Designing and running RLANG procedures
We have already seen thatR code is embedded into SQL queries to have them executed in SAP HANA. Let us now take a look at how that is implemented. The first thing you need to do is check if you have the system privilege ‘CREATE R SCRIPT’ on SAP HANA. This is necessary if you wish to create or call R procedures. First, you have to create tables in SAP HANA that share the same schema as the input tables. According to the requirements of the R code, you may have to add or remove columns from the tables. All of this is done using standard SQL commands such as CREATE, LIKE and DROP. Once the data tables and schemas are ready, the next step would be to create a procedure. The input and output have to be explicitly mentioned while the SQL procedure is instantiated. The syntax would be as follows.
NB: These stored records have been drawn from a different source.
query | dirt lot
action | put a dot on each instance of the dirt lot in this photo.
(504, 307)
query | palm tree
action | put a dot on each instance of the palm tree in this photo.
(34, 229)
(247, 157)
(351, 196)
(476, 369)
CREATE PROCEDURE <procedure name> (IN <input data frame 1> “<input table 1>”, IN <input data frame 2> “<input table 2>”, OUT <output data frame 1> “<output table 1>”)
LANGUAGE RLANG AS
BEGIN
<insert R code here>
END;
CALL <procedure name>(““<input table 1>”, “<input table 2>”, “<output table 1>”) WITH OVERVIEW;
You must explicitly mention which tables from the SAP HANA database have to be used as inputs and which tables would hold the output values. The SAP HANA tables and the corresponding data frame names in the R process are directly tagged within the instantiation of the SQL procedure. Once you know that, if you have a background in SQL and R, all of this is very straightforward. “RLANG” is used to let the compiler know that we are dealing with an R procedure here. While the input tables are automatically converted into R data frames, it is the responsibility of the coder to ensure that the output objects are of type ‘data frame’ at the end of the procedure. You can also make use of the CALL command to trigger predefinedRLANG procedures from a SQLScript procedure.
Conclusion
As we have seen, the implementation of R code as an RLANG procedure embedded into SQL queries is a very elegant way to create and execute statistical modeling and machine learning algorithms in the SAP HANA database. For anyone with an understanding of SQL and R programming, the learning curve in integrating SAP HANA and R is minimal. Thanks to the similarities in the data structures of the SAP HANA databases and R data frames, the conversions between them is highly efficient. The seamless integration of SAP HANA and R opens up a wide range of options for the data scientist working with SAP HANA. When the power of SAP HANA’s in memory computing engine is combined with the wide range of tried and tested analytical capabilities of the R programming ecosystem the possibilities of real time business analytics are almost limitless.